その気になれば、カイドウすら地に堕とす女傑だ。誰よりも自由で、誰にも支配できない少女。あの麦わら屋が、おれの暴挙にされるがままになっている。いっそ倒錯的な状況に脳が焼き切れそうだった。
「は、……んぅ、とりゃお……」
あえかな囁きと共に差し伸べられた指先が、胸部に刻んだ入れ墨を力なく辿る。普段の彼女からは考えられない、手弱女のような仕草。これで打算も駆け引きもないと言うのだから恐れ入る。
「ひぅ、ン……」
柔らかな髪に指を通し、普段は彼女の代名詞たる帽子に隠されたうなじに触れる。熱を帯びてしっとりと吸い付く皮膚の感触。こうして彼女と触れ合う関係になってから、幾度となく指を這わせた場所。一度として抵抗されたことはない。急所に触れることを、許されている。
敵船の船長相手に無防備なのは、出会った頃から変わらない麦わら屋の悪癖だった。あれほど対人関係で振り回されておきながら、どうしてそう隙だらけなんだろうか。彼女がこんな調子だから叶う限り守ってやりたいのに、片手で掴めてしまいそうな首の細さが、おれの加虐性を刺激してくる。ああ、ばかになりそうだ。
芯が抜けたようにぐったりとした麦わら屋を抱えなおし、昂りのままに差し入れた舌で上顎をくすぐる。チョコはとっくに互いの胃の中。重ねたくちびるをそっと離すと、潤んだ瞳と視線が絡みあう。
「良く出来てる。美味いよ」
おれの手で乱された麦わら屋と、おれのためだけに作られたチョコレート。こうして睦み合っていても、邪魔をしてくるやつらはいない。最高のバレンタインだ。

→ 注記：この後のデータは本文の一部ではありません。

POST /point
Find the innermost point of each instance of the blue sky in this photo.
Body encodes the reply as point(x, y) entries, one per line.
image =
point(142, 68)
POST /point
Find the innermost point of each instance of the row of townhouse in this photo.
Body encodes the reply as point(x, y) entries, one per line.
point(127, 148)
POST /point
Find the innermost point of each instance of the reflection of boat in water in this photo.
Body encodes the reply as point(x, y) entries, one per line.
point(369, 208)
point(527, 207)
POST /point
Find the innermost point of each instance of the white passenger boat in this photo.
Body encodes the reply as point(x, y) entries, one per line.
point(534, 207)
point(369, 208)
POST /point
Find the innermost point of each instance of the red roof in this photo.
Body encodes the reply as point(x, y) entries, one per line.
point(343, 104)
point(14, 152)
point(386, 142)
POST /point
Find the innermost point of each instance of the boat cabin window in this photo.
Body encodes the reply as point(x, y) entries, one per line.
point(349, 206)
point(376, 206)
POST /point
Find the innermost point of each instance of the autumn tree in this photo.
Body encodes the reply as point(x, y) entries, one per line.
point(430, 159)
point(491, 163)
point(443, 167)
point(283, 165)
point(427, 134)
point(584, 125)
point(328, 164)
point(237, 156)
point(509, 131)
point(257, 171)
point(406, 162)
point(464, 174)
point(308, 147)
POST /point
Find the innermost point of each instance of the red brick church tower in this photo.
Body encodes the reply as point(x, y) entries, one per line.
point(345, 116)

「しししっ、サンジに教えて貰いながら作ったんだもん!」
にぱっと邪気のない笑みを浮かべる麦わら屋は文句なしに可愛い。お握りひとつ満足に作れなかった過去を思えば愛しさも募る。
卓上のチョコに手を伸ばして一粒摘むと、麦わら屋の全身が弛緩した。見聞色の覇気か。甘えた声でおれを呼ぶ少女に微笑みかけ、隙間を埋めるように口づけた。
ココアパウダーの風味が、おれの舌を伝って麦わら屋を犯していく。子猫のような吐息を漏らし始めた小さな身体を抱き寄せながら、おれは静かに目を細めた。
次は食べさせて貰おうか。それとも、彼女に食べさせてからキスで奪ってしまおうか。チョコレートも時間もまだたくさんあるのだ。偶には恋人らしく、溶け合うような時間があってもいいだろう?